Now, you will be logged-in in a running Docker container. Inside this container, that is very similar to our processing-pipeline environment, you can test the commands, that should be executed from your step.py. The commands that you need to execute are at least the following three:

  • Extract your distro_flat.xz. You need to extract the distro_flat.xz, which is provided via a Docker mount point. The distro_flat.xz is located on your developer machine, inside the .resources directory, and will be mapped inside the Docker container under the absolute path /resources. The following command will create a directory and extract the distro_flat.xz file into this directory and finally print the content of this directory.

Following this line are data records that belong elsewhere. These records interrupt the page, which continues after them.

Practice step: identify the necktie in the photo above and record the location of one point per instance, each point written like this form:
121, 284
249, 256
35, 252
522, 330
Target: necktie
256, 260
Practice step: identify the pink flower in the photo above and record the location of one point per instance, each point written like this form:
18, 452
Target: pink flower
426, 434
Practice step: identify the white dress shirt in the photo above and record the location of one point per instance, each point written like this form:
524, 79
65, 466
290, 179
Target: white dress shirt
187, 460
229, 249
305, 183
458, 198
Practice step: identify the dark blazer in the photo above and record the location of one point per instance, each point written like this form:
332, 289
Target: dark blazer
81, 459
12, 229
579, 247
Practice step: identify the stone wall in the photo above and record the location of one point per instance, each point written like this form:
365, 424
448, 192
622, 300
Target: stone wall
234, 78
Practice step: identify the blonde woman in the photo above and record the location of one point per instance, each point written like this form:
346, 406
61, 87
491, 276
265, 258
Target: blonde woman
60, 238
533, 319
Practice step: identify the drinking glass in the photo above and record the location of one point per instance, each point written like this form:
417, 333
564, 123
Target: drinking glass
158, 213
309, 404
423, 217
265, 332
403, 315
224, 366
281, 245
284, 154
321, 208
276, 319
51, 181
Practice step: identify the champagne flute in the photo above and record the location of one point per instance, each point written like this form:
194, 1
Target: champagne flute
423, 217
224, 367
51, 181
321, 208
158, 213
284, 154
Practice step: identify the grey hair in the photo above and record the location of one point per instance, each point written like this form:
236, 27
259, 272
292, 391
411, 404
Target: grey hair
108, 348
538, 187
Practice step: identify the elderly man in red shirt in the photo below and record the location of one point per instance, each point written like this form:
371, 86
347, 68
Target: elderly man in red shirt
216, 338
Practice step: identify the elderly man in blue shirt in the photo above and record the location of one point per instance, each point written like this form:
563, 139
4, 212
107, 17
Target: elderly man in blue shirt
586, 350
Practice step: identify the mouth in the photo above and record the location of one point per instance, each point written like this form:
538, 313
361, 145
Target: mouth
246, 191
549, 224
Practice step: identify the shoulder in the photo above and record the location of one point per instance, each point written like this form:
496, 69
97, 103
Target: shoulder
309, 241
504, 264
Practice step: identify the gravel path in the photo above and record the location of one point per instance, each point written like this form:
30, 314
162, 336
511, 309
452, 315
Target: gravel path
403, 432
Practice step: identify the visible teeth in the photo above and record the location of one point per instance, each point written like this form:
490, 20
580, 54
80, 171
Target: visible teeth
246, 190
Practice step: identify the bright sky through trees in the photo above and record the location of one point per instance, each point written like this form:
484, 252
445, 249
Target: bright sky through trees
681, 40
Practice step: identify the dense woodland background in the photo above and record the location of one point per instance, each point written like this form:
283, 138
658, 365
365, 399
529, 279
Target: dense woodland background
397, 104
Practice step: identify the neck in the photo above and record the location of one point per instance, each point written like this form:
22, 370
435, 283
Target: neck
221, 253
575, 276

    mkdir distro && cd distro && tar -xf /resources/distro_flat.xz -C ~/distro && ls -la
  • Fix all symlinks inside the extracted file system. To bring the extracted file system to life we need to fix all internal symlinks as we do it in the step.py. Therefore, you could execute the following command:

    find $(pwd) -xdev -type l | while read linkname;
    do
    target=`readlink "$linkname"`;
    case "$target" in
    $(pwd)*) ;; # do nothing
    /*) ln -vsf "$(pwd)$target" "$linkname" ;;
    esac;
    done;
    rm -rf proc dev; ln -vsf /proc && ln -vsf /dev
  • At last, you can try to call your executable using the advanced Linux techniques described in this article. You must set the environment variables for the elf_loader, the fakechroot directory, and the paths the preloaded library directories. If there are any errors or missing libraries or something like that, the errors will be printed directly to the console of the running Docker container. This will make the feedback much faster, and it will be easier to analyze why something is missing. If you can successfully run the executable of your choice using this approach, you still need to translate all the commands that you executed in this container into Python code and repeat them in the step.py of your custom step. The history unix command displays all the commands that have benn executed in your running container. The following command will run the newer Python version and should show how the commands must look like:

    FAKECHROOT_ELFLOADER=$(pwd)/lib/x86_64-linux-gnu/ld-2.28.so FAKECHROOT_BASE=$(pwd)
    LD_PRELOAD=$(pwd)/usr/lib/x86_64-linux-gnu/fakechroot/libfakechroot.so
    LD_LIBRARY_PATH=$(pwd)/lib/x86_64-linux-gnu:$(pwd)/usr/lib/x86_64-linux-gnu/
    $(pwd)/lib/x86_64-linux-gnu/ld-2.28.so $(pwd)/usr/local/bin/python --version

Additional: If you rather want to test your Python step.py code it is also possible to mount the whole custom-step.zip file that you normally upload to IoT-Insights. Inside the running container you have to unpack this zip file. Inside the unzipped directory you should find the structure with your resources/distro_flat.xz and inside src you should find your Python code.

With this setup you could test your Phyton code and that the unzipping of the distro-flat.xz is working as expected.